I do not mean URLs, though, I mean locally linking from one page or notebook to another. It's internal references on steroids, and is much more useful to me than my collection of paper notebooks and references were

I'm a BuJo afficionado too! I'm still adapting it to my e-ink note-taking system, starting to get there via folders and notebooks instead of one big notebook, and its exactly why internal linking is so useful!


In a BuJo: list the page you want to reference. I also create several pages of initial index at the beginning of my BuJo, and generally put spreads at the back, working forward.

That way the BuJo reads as: index, calendrical pages, spreads/references (at the end).
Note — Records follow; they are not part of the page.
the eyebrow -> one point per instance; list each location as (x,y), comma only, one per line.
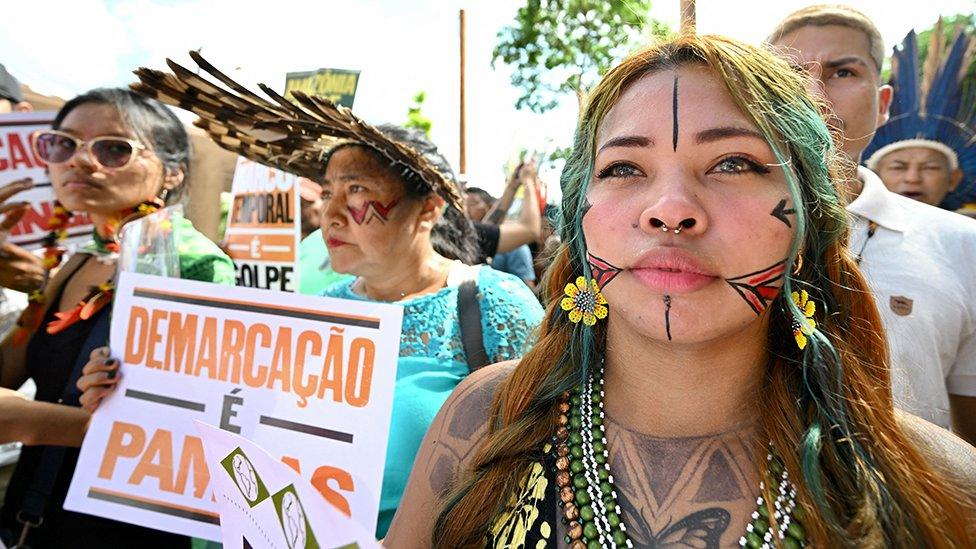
(835,63)
(726,132)
(627,141)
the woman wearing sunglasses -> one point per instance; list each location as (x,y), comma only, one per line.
(115,156)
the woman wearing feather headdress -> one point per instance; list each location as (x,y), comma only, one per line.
(927,149)
(392,216)
(115,156)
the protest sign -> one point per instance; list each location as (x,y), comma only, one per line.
(17,161)
(264,227)
(309,378)
(337,85)
(264,503)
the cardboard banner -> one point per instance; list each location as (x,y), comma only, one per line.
(310,378)
(17,161)
(264,227)
(337,85)
(264,503)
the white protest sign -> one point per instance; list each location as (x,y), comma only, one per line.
(264,503)
(264,227)
(309,378)
(17,161)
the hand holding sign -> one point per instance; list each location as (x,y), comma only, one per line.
(19,269)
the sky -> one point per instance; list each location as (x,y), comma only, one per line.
(402,47)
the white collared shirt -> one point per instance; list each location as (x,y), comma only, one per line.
(921,265)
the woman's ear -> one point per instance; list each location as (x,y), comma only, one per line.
(431,210)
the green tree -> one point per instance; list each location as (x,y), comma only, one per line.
(416,118)
(563,46)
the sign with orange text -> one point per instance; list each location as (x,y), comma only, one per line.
(264,227)
(17,161)
(311,379)
(265,503)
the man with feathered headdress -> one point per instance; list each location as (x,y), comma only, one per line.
(927,149)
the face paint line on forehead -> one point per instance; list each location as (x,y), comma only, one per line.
(759,288)
(370,210)
(674,115)
(603,272)
(781,212)
(667,316)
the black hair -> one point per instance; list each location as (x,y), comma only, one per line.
(453,236)
(152,123)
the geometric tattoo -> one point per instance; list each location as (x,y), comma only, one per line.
(371,209)
(760,287)
(781,211)
(603,272)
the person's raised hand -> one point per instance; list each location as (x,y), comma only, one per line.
(98,378)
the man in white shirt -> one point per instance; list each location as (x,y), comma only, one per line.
(918,259)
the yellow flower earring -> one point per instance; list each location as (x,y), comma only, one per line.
(584,302)
(801,329)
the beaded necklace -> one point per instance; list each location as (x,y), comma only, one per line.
(588,498)
(104,246)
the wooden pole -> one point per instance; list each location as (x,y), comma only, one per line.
(687,16)
(462,164)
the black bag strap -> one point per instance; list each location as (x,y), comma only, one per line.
(39,490)
(469,317)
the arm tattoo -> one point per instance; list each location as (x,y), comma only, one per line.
(683,492)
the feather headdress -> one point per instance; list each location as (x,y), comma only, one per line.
(278,133)
(931,108)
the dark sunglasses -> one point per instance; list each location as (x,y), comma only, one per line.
(55,147)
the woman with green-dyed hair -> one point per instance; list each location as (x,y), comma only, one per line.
(712,370)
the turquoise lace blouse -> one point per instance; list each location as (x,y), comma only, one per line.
(432,361)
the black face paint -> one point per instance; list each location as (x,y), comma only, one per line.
(674,115)
(667,315)
(781,212)
(586,207)
(760,287)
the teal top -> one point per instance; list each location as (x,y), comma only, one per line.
(314,274)
(432,361)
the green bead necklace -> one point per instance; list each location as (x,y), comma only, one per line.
(588,498)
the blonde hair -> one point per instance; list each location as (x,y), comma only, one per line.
(822,15)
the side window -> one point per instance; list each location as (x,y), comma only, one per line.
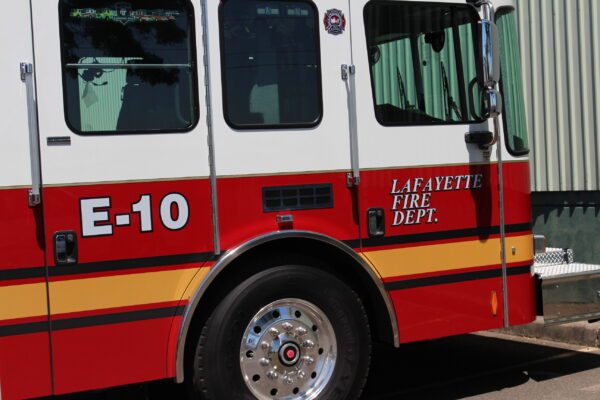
(128,67)
(270,64)
(423,62)
(511,84)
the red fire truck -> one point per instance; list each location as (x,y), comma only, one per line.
(245,194)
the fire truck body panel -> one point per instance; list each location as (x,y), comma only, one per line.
(157,218)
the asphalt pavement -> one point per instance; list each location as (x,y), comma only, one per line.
(488,366)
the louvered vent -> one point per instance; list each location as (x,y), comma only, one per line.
(297,197)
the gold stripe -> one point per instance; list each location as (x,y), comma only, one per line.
(449,256)
(120,290)
(23,301)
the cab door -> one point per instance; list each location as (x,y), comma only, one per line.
(428,198)
(280,118)
(126,194)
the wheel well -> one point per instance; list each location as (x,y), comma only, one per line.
(300,251)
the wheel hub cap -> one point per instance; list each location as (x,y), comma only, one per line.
(288,351)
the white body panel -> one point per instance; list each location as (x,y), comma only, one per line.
(15,42)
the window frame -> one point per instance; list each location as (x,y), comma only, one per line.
(188,5)
(280,126)
(478,64)
(500,12)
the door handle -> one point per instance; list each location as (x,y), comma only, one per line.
(376,222)
(65,248)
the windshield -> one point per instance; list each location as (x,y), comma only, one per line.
(511,84)
(423,62)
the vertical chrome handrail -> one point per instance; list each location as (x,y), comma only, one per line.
(26,72)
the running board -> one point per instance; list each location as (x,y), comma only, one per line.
(568,292)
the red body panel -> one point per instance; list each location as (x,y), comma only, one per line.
(22,262)
(116,354)
(103,351)
(110,355)
(25,366)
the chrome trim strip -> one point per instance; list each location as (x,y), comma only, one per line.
(234,253)
(209,124)
(27,76)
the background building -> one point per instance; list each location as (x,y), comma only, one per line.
(560,48)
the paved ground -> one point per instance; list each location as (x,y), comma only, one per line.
(485,366)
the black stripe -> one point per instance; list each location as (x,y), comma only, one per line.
(131,263)
(160,261)
(22,273)
(130,316)
(104,266)
(443,235)
(93,320)
(454,278)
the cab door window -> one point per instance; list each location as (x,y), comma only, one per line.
(128,67)
(423,62)
(270,64)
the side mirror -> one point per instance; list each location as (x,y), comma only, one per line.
(490,49)
(491,99)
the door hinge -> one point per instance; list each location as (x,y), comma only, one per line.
(35,199)
(347,70)
(25,69)
(352,180)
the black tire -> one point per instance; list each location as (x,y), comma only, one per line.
(217,374)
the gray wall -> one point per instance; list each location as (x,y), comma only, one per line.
(560,44)
(560,48)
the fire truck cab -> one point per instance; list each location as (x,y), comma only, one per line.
(242,194)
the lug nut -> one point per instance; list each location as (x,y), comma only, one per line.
(308,360)
(287,326)
(274,332)
(264,362)
(300,331)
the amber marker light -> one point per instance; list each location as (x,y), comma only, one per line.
(494,303)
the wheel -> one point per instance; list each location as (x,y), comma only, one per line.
(291,332)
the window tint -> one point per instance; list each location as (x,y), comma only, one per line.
(128,67)
(511,84)
(423,62)
(271,65)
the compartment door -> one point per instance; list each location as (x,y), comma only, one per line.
(24,337)
(126,182)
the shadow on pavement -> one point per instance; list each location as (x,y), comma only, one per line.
(466,366)
(450,368)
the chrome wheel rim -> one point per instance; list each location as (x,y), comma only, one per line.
(288,351)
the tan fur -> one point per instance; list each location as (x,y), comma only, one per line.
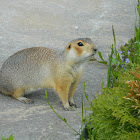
(40,67)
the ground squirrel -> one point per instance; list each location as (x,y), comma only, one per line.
(41,67)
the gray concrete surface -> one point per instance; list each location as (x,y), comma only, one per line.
(53,23)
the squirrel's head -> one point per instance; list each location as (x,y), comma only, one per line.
(81,49)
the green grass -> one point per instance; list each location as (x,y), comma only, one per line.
(116,112)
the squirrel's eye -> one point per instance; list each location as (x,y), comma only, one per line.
(80,44)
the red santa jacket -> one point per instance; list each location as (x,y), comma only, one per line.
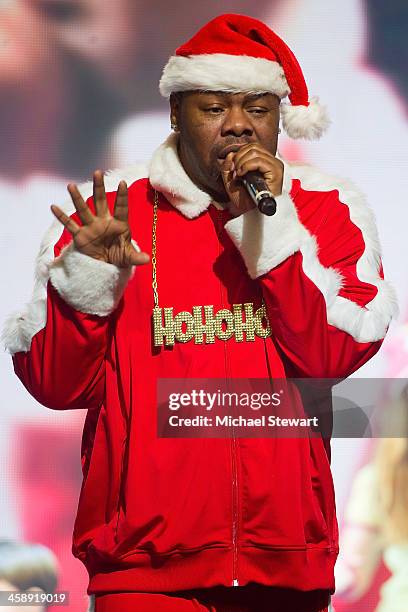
(159,514)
The advantages are non-electronic storage with ready reference. You can only access the current year's BuJo generally (unless you're where your archive is kept), but current references should be readily available on you (e.g., addresses, current information, calendar, etc.). You can only lose the current journal should you misplace it, and the information won't leak out readily as it can from digital storage.

For an index-card system, look up Zettelkasten if you haven't already. Very robust and useful indexing systems have been at the heart of academic and commercial research for over two centuries now, and the systems developed are quite powerful. Digital systems are more powerful still, but have their own downsides: loss or corruption, data exfiltration, and devices which may not be convenient to use in all circumstances.
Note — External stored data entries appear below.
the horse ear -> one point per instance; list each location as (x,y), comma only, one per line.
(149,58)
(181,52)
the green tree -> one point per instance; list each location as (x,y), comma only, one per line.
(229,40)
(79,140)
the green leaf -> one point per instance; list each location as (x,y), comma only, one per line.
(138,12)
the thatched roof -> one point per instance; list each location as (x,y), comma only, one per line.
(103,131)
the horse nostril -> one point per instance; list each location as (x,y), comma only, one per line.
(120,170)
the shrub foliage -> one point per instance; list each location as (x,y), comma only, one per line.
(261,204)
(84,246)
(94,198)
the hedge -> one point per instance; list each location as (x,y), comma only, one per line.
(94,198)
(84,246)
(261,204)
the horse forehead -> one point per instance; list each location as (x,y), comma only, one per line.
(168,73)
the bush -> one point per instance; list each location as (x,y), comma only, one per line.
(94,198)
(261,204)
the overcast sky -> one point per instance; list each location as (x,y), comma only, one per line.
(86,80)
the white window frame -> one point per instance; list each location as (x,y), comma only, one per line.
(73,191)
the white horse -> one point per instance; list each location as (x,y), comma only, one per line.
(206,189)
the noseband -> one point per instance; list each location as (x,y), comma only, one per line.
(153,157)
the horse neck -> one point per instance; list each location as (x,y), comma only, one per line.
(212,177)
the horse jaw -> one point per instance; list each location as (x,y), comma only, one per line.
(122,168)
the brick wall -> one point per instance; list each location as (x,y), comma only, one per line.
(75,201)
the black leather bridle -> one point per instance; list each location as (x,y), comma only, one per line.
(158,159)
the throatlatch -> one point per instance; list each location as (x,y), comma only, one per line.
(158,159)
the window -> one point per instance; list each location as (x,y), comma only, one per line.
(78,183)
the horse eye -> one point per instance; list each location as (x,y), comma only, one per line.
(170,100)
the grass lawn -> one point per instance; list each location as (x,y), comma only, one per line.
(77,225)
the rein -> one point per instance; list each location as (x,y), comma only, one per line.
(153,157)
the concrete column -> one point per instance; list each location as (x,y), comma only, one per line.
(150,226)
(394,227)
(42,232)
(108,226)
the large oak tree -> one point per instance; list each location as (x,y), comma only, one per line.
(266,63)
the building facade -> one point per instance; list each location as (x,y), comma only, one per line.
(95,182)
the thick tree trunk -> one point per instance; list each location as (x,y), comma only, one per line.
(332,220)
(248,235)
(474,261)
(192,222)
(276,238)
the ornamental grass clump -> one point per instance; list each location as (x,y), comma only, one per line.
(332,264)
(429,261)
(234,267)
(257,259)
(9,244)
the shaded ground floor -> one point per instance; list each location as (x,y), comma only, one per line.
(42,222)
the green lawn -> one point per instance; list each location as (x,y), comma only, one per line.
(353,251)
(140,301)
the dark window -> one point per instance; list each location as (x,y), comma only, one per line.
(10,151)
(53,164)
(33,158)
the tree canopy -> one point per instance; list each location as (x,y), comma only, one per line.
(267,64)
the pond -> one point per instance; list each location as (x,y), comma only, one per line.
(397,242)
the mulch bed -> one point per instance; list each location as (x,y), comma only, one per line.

With a BuJo or Zettelkasten, information capture is possible by carrying a few index cards with you and jotting notes. You have capture, can file these into your journal (or an indexing system, or a loose-leaf binding), and don't risk losing the rest of your archive in the process. The lack of digital distractions is its own powerful benefit.
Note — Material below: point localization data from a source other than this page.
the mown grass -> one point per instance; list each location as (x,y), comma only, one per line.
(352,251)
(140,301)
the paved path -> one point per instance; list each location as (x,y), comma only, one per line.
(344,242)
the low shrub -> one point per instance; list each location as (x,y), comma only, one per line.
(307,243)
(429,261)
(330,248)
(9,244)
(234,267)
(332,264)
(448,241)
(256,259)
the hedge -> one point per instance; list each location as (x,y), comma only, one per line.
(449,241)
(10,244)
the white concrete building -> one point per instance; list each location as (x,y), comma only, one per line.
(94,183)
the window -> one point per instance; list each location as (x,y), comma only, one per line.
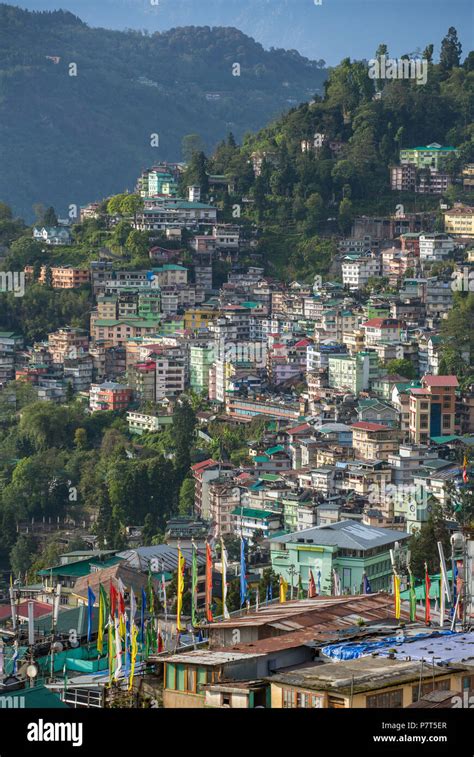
(170,676)
(426,688)
(390,699)
(191,680)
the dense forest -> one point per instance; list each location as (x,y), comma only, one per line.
(79,106)
(300,196)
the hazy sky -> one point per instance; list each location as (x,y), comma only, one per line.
(332,30)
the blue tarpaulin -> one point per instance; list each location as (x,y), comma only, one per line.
(353,650)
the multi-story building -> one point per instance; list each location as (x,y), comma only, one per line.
(171,369)
(224,497)
(356,271)
(141,423)
(62,277)
(116,333)
(203,473)
(381,331)
(52,235)
(459,221)
(433,408)
(435,247)
(67,342)
(201,358)
(109,396)
(374,441)
(403,178)
(10,343)
(247,408)
(346,548)
(430,156)
(352,373)
(79,372)
(171,275)
(160,213)
(142,380)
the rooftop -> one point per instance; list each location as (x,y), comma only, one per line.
(346,535)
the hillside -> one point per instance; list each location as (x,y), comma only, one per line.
(317,31)
(77,137)
(303,192)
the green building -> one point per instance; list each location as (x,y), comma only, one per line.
(429,156)
(348,548)
(149,305)
(353,372)
(201,358)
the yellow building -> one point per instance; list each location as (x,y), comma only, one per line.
(459,221)
(198,318)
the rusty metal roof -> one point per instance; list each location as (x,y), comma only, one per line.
(321,612)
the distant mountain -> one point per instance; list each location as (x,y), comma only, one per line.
(330,30)
(67,139)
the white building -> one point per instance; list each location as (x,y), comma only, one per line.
(356,271)
(435,247)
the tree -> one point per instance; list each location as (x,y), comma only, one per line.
(22,554)
(402,367)
(80,439)
(184,424)
(191,143)
(345,216)
(461,503)
(186,497)
(149,530)
(428,53)
(314,213)
(49,218)
(451,49)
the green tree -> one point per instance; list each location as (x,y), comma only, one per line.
(191,144)
(451,49)
(186,497)
(423,545)
(402,367)
(22,555)
(345,216)
(49,218)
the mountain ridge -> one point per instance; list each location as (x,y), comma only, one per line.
(67,130)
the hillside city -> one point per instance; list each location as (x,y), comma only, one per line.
(237,421)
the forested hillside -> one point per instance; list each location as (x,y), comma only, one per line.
(304,192)
(80,135)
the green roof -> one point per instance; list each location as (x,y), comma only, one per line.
(128,322)
(427,148)
(274,450)
(248,512)
(38,698)
(79,568)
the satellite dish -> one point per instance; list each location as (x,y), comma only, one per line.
(32,671)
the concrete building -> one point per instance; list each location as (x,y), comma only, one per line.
(374,441)
(346,549)
(433,408)
(109,396)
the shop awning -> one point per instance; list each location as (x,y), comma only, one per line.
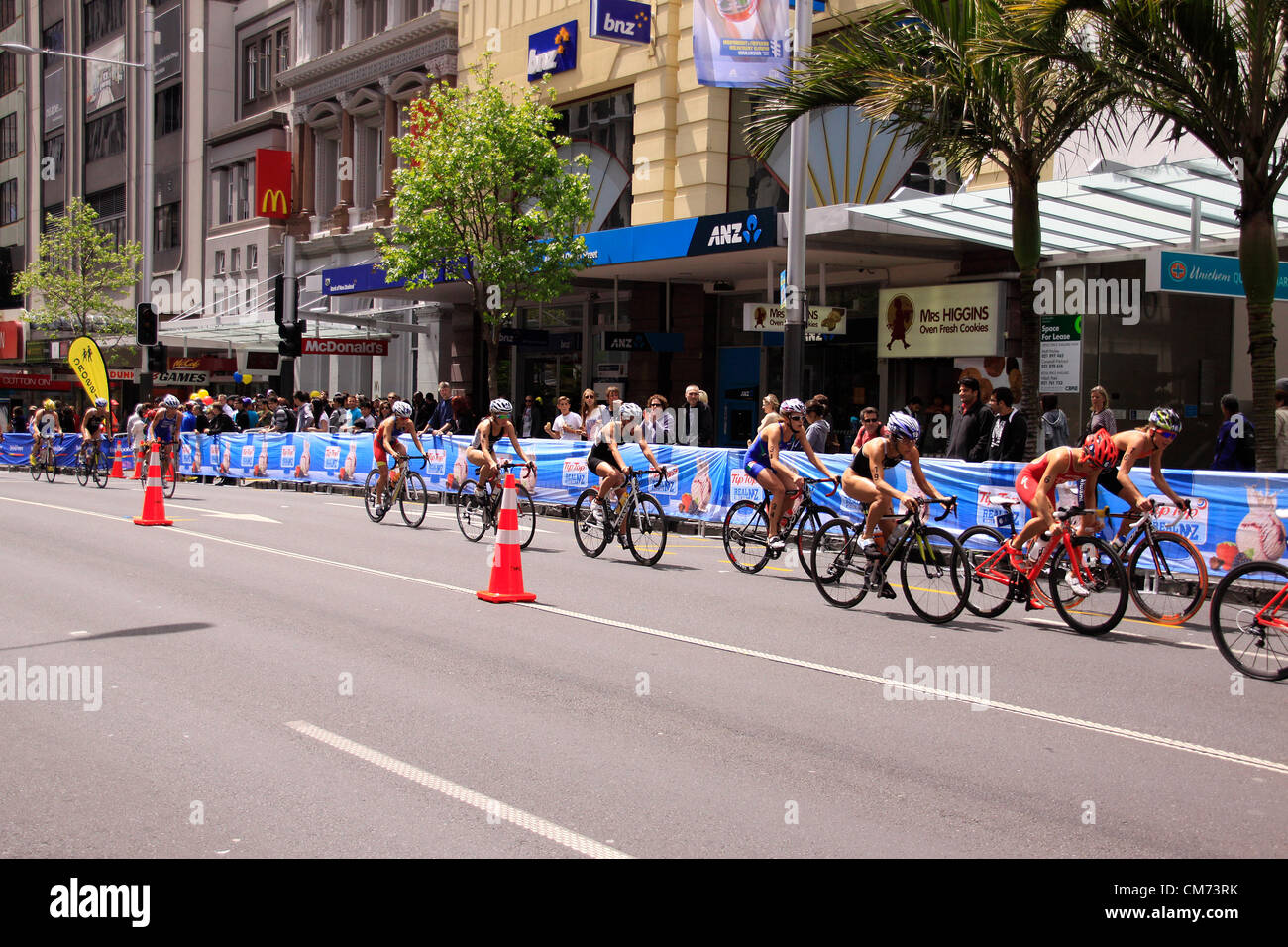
(1119,209)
>I can't easily rearrange pages, rearrange my notes on the page

okay. so don't do those things.

for me, that's what "calm tech" is all about - it's not just notifications and distractions, it's all the desire for more features, and for software to solve all problems. sometimes we can just not have features, and keep some problems, instead of trading our problems for the problems that more features bring.


You’re better at writing than I am then! I make mistakes all the time, so being able to move my words around on the page is super useful.

This to me is calm tech, because that’s all it does: note taking. If your definition is such that only pen and paper meets it, that’s not a very useful definition for tech IMO


I hope either Amazon or Remarkable come out with a 13" e-paper tablet. I want to be able to read and mark up A4 sized pdfs. The Fujitsu Quaderno is out there, but it feels semi-abandoned.


FWIW the Boox devices are good and are in the 13" space, but my annoyance with them is 1) Android and 2) I broke the screen on my Boox Note 2, and there is no way to repair it, even a screen replacement is impossible apparently, so YMMV.


Onyx is still on my no-buy list. AFAIK, they violated the GPL by refusing to release changes to GPL software that they built the devices on.

But also Android makes it something I’m not very interested in. The Fujitsu device is also running Android.


Yeah totally fair on both points. I'd bought the Note 2 before I'd heard about the GPL violations... Android is funnily enough exactly why I went back to the Kindle with the Scribe instead, though Amazon has it's faults as well. My ideal device for this space would be the reMarkable Paper Pro but with the Kindle app for reading books installed :)


With the usual trade-offs between pen and notebook: namely durability and storage, for me. Some can account for all their notebooks going back years. I cannot, which makes me sad to have lost a lot of writing.


I have observed a strange/alarming behaviour when I carry a notebook - because friends and family don't typically have one, they find it intriguing and so will sometimes absentmindedly snoop through what I've written if I leave it unattended. The same thing just doesn't happen with a ReMarkable (and even if it did, you can set a PIN code).


> and so will sometimes absentmindedly snoop through what I've written if I leave it unattended

I'm glad I'm not the only one who experienced that! Such a fascinating experience, though really quite upsetting at the time. Doesn't happen now with my PIN-locked e-ink device.